READFIELD — Mt. Abram boys soccer coach Darren Allen didn’t mind the rainstorm Friday, because it forced Saturday’s marquee MVC matchup with Monmouth Academy to a neutral field as the Mustangs’ home field became unplayable after the heavy rain.

The conference’s top two teams met at the turf field at Kents Hill on Saturday afternoon, with the Roadrunners coming away with a 2-0 victory.

“I don’t care who you are, Monmouth is a tough place to play and I think they have only lost one game since (2016 at home),” Allen said. “I was kind of pleased it was on turf today because we do a lot of preseason stuff on turf.”

Monmouth (10-2-1), meanwhile, admits its not a turf team. Head coach Joe Fletcher said the Mustangs lost three playoff home games on turf in the past few years — two at Kents Hill and one at Thomas College.

“We aren’t accustomed to playing on turf,” Monmouth coach Joe Fletcher said. “I will get on my (soapbox): The town of Monmouth needs to do something for us (in regards to a turf field).”

It’s the second meeting between the teams in an eight-day span. Mt. Abram (12-1) also defeated Monmouth 2-1 on Oct. 7. They will meet for a third time after the regular season ends in the MVC championship game.


Mt. Abram’s Morgan Thibodeau had the first scoring chance six minutes into the first half when he chased down the ball as Monmouth goalie Hunter Frost (10 saves) came out to challenge, but Thibodeau’s shot to the open net went wide.

Both teams had chances in the middle of the first half, which each went wide of the goal. Kyle Palleschi and Sam Calder had shots go wide for the Mustangs. Sam Cockerham put a shot toward the goal for Mt. Abram.

Monmouth’s best scoring attempt of the opening half came with eight minutes remaining when Pat Strout’s shot sailed over the crossbar.

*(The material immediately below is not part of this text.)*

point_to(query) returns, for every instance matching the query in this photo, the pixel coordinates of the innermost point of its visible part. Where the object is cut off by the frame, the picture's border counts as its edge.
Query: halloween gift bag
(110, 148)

Thibodeau broke the deadlock in the final minute of the first half when Trey Pease sent the ball into the box and Charlie Pye headed it to Thibodeau, who knocked the ball into the goal with his head.

“It was the final minute in the first half and there was a lot of emotion going into (the game),” Thibodeau said. “I just put myself in the right spot and Charlie did a great job playing (the ball) back into the middle of (the 18-yard box).”

It was Thibodeau’s 20th goal of the season.


“Our play started with Trey Pease on the right side; he crossed it to Charlie Pye, who just headed it back in front of the goal,” Allen said. “Morgan was right there and Charlie has been nursing a lot of injuries this year, but any time he has stepped on the pitch, he’s good for an assist. … Morgan, what more can you say; he has been playing at a really high level the past week and a half.”

Fletcher said Monmouth played well for 39 minutes of the opening half.

“The message at halftime was: ‘We just played them to a standstill and we had opportunities for 39 minutes; we allowed them to score a goal. Now our backs are against the wall,'” Fletcher said. “I did tell my boys if we are to score — we couldn’t let them score again — I felt if we could tie it up, we would have found a way to win.”

Mt. Abram stretched the lead to 2-0 off a throw-in on the offensive side of the field. The ball bounced around in the box and went in the net with 25 minutes remaining in the second half. Bear Rollins touched the ball last for the Roadrunners to receive credit for the goal.

“The long throw, we tend to do the same thing; it creates a lot of chaos in front of the goal, (it creates) mismatches,” Fletcher said. “It’s a game of luck on long throws, to a certain degree.”

Monmouth had two straight corners in the second half but couldn’t get a solid scoring chance off of them.


Mt. Abram goalie Trey Reed (two saves) didn’t have much action in the game, but he stopped a shot from Strout while laying on the ground and one minute later stopped a free kick from 30 yards out.

“Patrick Strout is a fantastic player; he’s exciting and dangerous,” Allen said. “That was a good play but our defense, they are unbelievable. They work really hard.”

Thibodeau had another scoring chance miss wide of the net with about eight minutes remaining in the second half.

“The keeper was coming out; I saw him coming out,” Thibodeau said. “I just had to take (a shot at the first opportunity). Unfortunately, I just missed it wide.”